The city needs even more of these kinds of protected bike lanes. Photo: Gersh Kuntzman

A Manhattan community board panel has backed a city plan for protected bike lanes on 52nd and 55th streets.

The CB5 transportation committee supported the proposal on Monday night after Department of Transportation officials formally presented its plan [PDF] for paired east-west lanes similar to those on 26th and 29th street, which have proven popular for cyclists.

The new lanes on 52nd and 55th streets will close a hole in the bike network. Photo: DOT
The new lanes on 52nd and 55th streets will close a hole in the bike network.
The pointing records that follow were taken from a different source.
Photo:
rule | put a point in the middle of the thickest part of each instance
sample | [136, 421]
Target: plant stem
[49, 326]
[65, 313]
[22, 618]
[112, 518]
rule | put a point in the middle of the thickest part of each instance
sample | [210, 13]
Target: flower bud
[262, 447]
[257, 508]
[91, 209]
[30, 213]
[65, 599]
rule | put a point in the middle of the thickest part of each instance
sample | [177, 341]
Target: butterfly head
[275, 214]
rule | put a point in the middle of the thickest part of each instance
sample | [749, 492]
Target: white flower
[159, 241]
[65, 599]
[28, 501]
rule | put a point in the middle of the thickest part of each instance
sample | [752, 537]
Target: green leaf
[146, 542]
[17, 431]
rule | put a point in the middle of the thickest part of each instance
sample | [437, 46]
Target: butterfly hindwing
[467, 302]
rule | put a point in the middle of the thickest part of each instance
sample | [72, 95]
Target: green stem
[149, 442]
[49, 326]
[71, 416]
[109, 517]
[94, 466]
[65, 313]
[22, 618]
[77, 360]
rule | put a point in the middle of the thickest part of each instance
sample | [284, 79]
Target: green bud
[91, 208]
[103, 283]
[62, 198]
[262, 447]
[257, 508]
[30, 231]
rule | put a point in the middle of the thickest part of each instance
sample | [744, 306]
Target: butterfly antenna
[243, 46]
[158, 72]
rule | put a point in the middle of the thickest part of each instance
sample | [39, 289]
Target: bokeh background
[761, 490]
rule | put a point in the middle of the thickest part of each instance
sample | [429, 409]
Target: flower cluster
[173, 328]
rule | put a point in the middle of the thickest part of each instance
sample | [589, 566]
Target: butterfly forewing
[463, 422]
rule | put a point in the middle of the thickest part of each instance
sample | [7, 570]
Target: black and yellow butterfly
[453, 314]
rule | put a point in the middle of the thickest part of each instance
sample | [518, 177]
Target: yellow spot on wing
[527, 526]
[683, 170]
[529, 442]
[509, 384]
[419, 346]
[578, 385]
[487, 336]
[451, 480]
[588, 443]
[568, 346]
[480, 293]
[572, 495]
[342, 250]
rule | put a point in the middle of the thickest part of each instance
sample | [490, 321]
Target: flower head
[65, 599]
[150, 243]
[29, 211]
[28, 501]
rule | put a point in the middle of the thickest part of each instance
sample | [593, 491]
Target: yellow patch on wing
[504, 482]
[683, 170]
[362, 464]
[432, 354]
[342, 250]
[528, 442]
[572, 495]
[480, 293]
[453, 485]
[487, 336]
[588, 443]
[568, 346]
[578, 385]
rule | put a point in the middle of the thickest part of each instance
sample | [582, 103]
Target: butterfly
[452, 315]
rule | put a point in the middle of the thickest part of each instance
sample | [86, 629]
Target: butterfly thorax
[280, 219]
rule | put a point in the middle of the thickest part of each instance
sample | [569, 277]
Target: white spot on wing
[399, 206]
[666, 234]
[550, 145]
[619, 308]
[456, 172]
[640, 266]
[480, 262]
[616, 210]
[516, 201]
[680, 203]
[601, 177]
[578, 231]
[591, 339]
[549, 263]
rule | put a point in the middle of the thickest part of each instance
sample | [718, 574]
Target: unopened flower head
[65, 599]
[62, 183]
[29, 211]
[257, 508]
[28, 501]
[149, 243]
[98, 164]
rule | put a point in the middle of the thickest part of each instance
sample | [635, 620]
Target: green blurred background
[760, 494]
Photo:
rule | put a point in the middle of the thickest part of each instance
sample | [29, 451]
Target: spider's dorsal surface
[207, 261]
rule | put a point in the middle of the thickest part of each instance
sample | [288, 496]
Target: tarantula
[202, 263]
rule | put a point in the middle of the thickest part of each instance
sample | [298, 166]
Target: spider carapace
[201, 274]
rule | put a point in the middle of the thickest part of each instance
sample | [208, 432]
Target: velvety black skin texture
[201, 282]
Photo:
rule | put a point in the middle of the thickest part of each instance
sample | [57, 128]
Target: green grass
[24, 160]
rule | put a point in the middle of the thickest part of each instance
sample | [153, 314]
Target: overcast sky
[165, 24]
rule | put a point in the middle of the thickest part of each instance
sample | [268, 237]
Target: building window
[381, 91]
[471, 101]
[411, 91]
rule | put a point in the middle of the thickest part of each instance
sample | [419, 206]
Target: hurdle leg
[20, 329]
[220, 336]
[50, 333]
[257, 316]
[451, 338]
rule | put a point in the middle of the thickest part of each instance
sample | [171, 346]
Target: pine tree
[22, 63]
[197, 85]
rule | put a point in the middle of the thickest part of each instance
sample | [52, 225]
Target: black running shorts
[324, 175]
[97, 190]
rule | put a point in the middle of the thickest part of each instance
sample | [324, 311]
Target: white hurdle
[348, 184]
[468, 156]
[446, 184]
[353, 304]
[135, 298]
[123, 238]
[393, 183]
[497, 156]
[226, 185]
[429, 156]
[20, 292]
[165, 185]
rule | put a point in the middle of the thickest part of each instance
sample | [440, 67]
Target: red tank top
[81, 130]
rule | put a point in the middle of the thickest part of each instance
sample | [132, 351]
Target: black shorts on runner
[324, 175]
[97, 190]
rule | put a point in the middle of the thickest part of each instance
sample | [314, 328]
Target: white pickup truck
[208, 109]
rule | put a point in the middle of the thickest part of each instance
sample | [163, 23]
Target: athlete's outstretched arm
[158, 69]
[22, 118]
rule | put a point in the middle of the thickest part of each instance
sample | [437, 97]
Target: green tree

Photo: DOT
The new lanes on 52nd and 55th streets will close a hole in the bike network. Photo: DOT

It is likely that the full board will back the proposal as well. The route would become an integral part of bike network, linking Manhattan’s four major north-south protected lanes.

The CB5 committee vote follows a similar vote by neighboring CB6 earlier this month, also in favor of the lanes.

According to DOT, almost 1,000 cyclists use 55th Street now as a crosstown route every 12 hours, so agency officials argued that the protected lane was needed simply to keep up with demand. The agency also spoke of a gender imperative, as women cyclists are far more likely to choose that form of transportation if a roadway has a protected bike lane.

The agency also touted the overall safety record of roadways with such protection for cyclists: 15-percent drop in crashes with injuries, plus a 21-percent drop in pedestrian injuries.

Nonetheless, some members of the committee called for stepped-up enforcement of cyclists.

The vote comes as many other community boards fight DOT street safety efforts. Community Board 9 in West Harlem, for instance, has opposed a safety redesign of Amsterdam Avenue for two years. The board is holding a press conference today amid outrage after a pedestrian was killed on the still-unsafe strip on Friday night.